The resolution says the boycott is “in protest of the illegal occupation of Palestine, the infringements of the right to education of Palestinian students, and the academic freedom of Palestinian scholars and students in the West Bank, Gaza, and Israel.”

It goes on to say that “Israeli academic institutions are deeply complicit in Israel’s violations of international law and human rights and in its denial of the right to education and academic freedom to Palestinians, in addition to their basic rights as guaranteed by international law.”

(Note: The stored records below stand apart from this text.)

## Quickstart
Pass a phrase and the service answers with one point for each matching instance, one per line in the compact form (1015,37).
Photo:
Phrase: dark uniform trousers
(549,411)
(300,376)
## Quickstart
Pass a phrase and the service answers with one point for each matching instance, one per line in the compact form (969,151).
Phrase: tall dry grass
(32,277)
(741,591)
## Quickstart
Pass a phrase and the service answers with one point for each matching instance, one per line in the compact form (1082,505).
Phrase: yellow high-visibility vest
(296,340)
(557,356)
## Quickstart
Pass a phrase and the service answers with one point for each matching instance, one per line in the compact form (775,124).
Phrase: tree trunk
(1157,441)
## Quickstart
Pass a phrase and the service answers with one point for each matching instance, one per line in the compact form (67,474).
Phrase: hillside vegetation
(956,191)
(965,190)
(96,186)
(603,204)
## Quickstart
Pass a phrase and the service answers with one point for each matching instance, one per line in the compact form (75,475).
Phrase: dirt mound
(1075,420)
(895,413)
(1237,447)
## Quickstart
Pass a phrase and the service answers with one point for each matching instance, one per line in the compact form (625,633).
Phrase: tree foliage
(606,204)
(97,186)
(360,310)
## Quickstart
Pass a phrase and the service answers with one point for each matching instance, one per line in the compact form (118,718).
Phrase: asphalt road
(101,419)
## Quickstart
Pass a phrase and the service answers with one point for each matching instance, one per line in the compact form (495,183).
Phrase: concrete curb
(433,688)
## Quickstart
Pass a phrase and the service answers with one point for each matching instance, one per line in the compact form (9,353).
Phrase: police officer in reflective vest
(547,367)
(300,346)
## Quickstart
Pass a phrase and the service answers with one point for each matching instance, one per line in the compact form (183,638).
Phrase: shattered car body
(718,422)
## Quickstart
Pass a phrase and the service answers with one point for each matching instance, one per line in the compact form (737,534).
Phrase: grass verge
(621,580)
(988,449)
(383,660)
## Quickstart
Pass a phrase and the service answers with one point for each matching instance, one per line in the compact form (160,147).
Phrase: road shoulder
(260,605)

London School of Economics Says BBC Put Students at Risk on North Korea Trip

The London School of Economics and Political Science is accusing the BBC of putting students at risk during a trip to North Korea in March by using them as cover for a reporting team that secretly filmed material there for a documentary, according to reports by the Associated Press and the British broadcasting company Sky News. It was unclear from those reports what the BBC’s role was in planning the trip. The London School says the trip was not organized by the university but by a student group known as the Grimshaw Club.

A BBC News official said on Sunday that the students had been given enough information before the trip to understand and consent to the increased risk of traveling with journalists who did not have authorization to work in North Korea. But the London School says the BBC told the students only that “a journalist” would accompany them and did not reveal that two others would be clandestinely shooting footage for a documentary.

A statement issued by the BBC on Saturday also mentions only a single journalist, saying: “The students were all explicitly warned about the potential risks of traveling to North Korea with the journalist as part of their group. This included a warning about the risk of arrest and detention and that they might not be allowed to return to North Korea in the future.”

The London School’s director, Craig Calhoun, told Sky News that, besides posing a risk to the students on the trip, the BBC’s actions had created “a serious future problem” for others interested in research or student travel in North Korea.

Britain Lifts Ban on a University’s Enrollment of Foreign Students

Britain’s Home Office has reinstated London Metropolitan University’s license to enroll foreign students, which was revoked last summer over problems with the university’s sponsorship of such students. The decision to strip the university of its license was controversial and threw the status of many students into limbo.

The British government said on Monday that a series of recent inspections by the Home Office had “demonstrated that the university has made the necessary improvements to its systems and administration.” The university will be subject to probation and limits on the number of international students it may enroll.

In a written statement, the university said it was “delighted” to announced that it had regained the license, but noted that it was still pursuing a court case regarding last year’s revocation.